BookmarkSubscribeRSS Feed
☑ This topic is solved. Need further help from the community? Please sign in and ask a new question.
zihdonv19
Quartz | Level 8

I have a dataset like this:

 

data medication;
infile datalines dsd truncover;
input id $ start : ddmmyy10. next : ddmmyy10. start_med $ next_med $;
format start next yymmdd10.; /* Change format to yymmdd10. */
datalines;
1,10/10/2006,09/09/2007,insulin,OAD
1,09/09/2007,10/10/2007,OAD,OAD
1,10/10/2007,16/01/2008,OAD,OAD
1,16/01/2008,06/08/2009,OAD,insulin
1,06/08/2009,30/08/2009,insulin,insulin
2,10/10/2006,09/09/2007,insulin,OAD
2,09/09/2007,10/10/2007,OAD,OAD
2,10/10/2007,16/01/2008,OAD,OAD
2,16/01/2008,19/01/2008,OAD,OAD
2,19/01/2008,06/08/2009,OAD,insulin
2,06/08/2009,30/08/2009,insulin,insulin
;
run;

 

For each id, I want to merge their date variables if start_med=end_med=end_med in next row. In this example, the desired dataset should be:

 

data medication1;
infile datalines dsd truncover;
input id $ start : ddmmyy10. next : ddmmyy10. start_med $ next_med $;
format start next yymmdd10.; /* Change format to yymmdd10. */
datalines;
1,10/10/2006,09/09/2007,insulin,OAD
1,09/09/2007,16/01/2008,OAD,OAD
1,16/01/2008,06/08/2009,OAD,insulin
1,06/08/2009,30/08/2009,insulin,insulin
2,10/10/2006,09/09/2007,insulin,OAD
2,09/09/2007,19/01/2008,OAD,OAD
2,19/01/2008,06/08/2009,OAD,insulin
2,06/08/2009,30/08/2009,insulin,insulin
;
run;

1 ACCEPTED SOLUTION

Accepted Solutions
Tom
Super User Tom
Super User

That is a strange starting point, but it does make the job easier.

data want ;
  set medication ;
  by id start_med notsorted;
  if first.start_med then first=start;
  retain first;
  if last.start_med;
  start=first;
  drop first;
run;

A more normal starting point would be to have observations that only know about the current medications and know nothing about what happened in the future.  So something like:

data have;
  length id $8 start end 8 med $10;
  informat start end yymmdd.; 
  format start end yymmdd10.; 
  input id -- med ;
datalines;
1 2006-10-10 2007-09-09 insulin
1 2007-09-09 2007-10-10 OAD
1 2007-10-10 2008-01-16 OAD
1 2008-01-16 2009-08-06 OAD
1 2009-08-06 2009-08-30 insulin
2 2006-10-10 2007-09-09 insulin
2 2007-09-09 2007-10-10 OAD
2 2007-10-10 2008-01-16 OAD
2 2008-01-16 2008-01-19 OAD
2 2008-01-19 2009-08-06 OAD
2 2009-08-06 2009-08-30 insulin
;

So that if you wanted to know whether the following observation indicates either a change in medication (or perhaps a gap with no medication) you would have to "look ahead".  Are you sure that is not the problem you need to solve?

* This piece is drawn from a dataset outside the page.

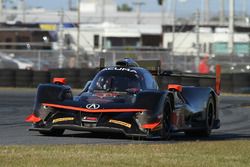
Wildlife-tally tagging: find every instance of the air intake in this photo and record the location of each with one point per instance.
(127, 62)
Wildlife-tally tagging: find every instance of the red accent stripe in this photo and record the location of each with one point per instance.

View solution in original post

7 REPLIES 7
ballardw
Super User

Please make sure that your discussion/description/requirements use variables in data sets.

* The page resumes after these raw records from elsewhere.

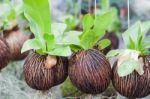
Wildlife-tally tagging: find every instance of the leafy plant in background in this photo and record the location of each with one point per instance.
(133, 63)
(71, 22)
(88, 66)
(115, 26)
(8, 14)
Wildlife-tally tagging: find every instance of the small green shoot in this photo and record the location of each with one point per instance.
(50, 38)
(137, 43)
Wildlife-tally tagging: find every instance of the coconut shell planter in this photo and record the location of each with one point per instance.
(47, 65)
(130, 73)
(133, 85)
(90, 71)
(40, 76)
(4, 53)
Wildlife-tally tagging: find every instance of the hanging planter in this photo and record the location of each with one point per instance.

Your requirement: (besides being a little confusing as to intent) " merge their date variables if start_med=end_med=end_med in next row. " Is not possible with any of the example data as there are no variables start_med or end_med included in either data set. If we have to guess which variables and "rows" are intended results are often poor.

 

Assuming by "start_med" and "end_med" you meant "start" and "end", I see no observations in either data set where "start_med=end_med". So either example data is incomplete to provide a working example OR that requirement needs a lot of additional description. Perhaps those colored highlights have some meaning. If so, please describe it. Guessing as to meaning is a poor way to program.

 


@zihdonv19 wrote:

I have a dataset like this:

 

data medication;
infile datalines dsd truncover;
input id $ start : ddmmyy10. next : ddmmyy10. start_med $ next_med $;
format start next yymmdd10.; /* Change format to yymmdd10. */
datalines;
1,10/10/2006,09/09/2007,insulin,OAD
1,09/09/2007,10/10/2007,OAD,OAD
1,10/10/2007,16/01/2008,OAD,OAD
1,16/01/2008,06/08/2009,OAD,insulin
1,06/08/2009,30/08/2009,insulin,insulin
2,10/10/2006,09/09/2007,insulin,OAD
2,09/09/2007,10/10/2007,OAD,OAD
2,10/10/2007,16/01/2008,OAD,OAD
2,16/01/2008,19/01/2008,OAD,OAD
2,19/01/2008,06/08/2009,OAD,insulin
2,06/08/2009,30/08/2009,insulin,insulin
;
run;

 

For each id, I want to merge their date variables if start_med=end_med=end_med in next row. In this example, the desired dataset should be:

 

data medication1;
infile datalines dsd truncover;
input id $ start : ddmmyy10. next : ddmmyy10. start_med $ next_med $;
format start next yymmdd10.; /* Change format to yymmdd10. */
datalines;
1,10/10/2006,09/09/2007,insulin,OAD
1,09/09/2007,16/01/2008,OAD,OAD
1,16/01/2008,06/08/2009,OAD,insulin
1,06/08/2009,30/08/2009,insulin,insulin
2,10/10/2006,09/09/2007,insulin,OAD
2,09/09/2007,19/01/2008,OAD,OAD
2,19/01/2008,06/08/2009,OAD,insulin
2,06/08/2009,30/08/2009,insulin,insulin
;
run;


 

zihdonv19
Quartz | Level 8
Hi, sorry for the typo. I mean "start_med=next_med=next_med in next row".
A_Kh
Barite | Level 11

I would separate the required part of data using condition, then process it using BY/GROUP and set it back with the main data. It requires multiple data steps though. 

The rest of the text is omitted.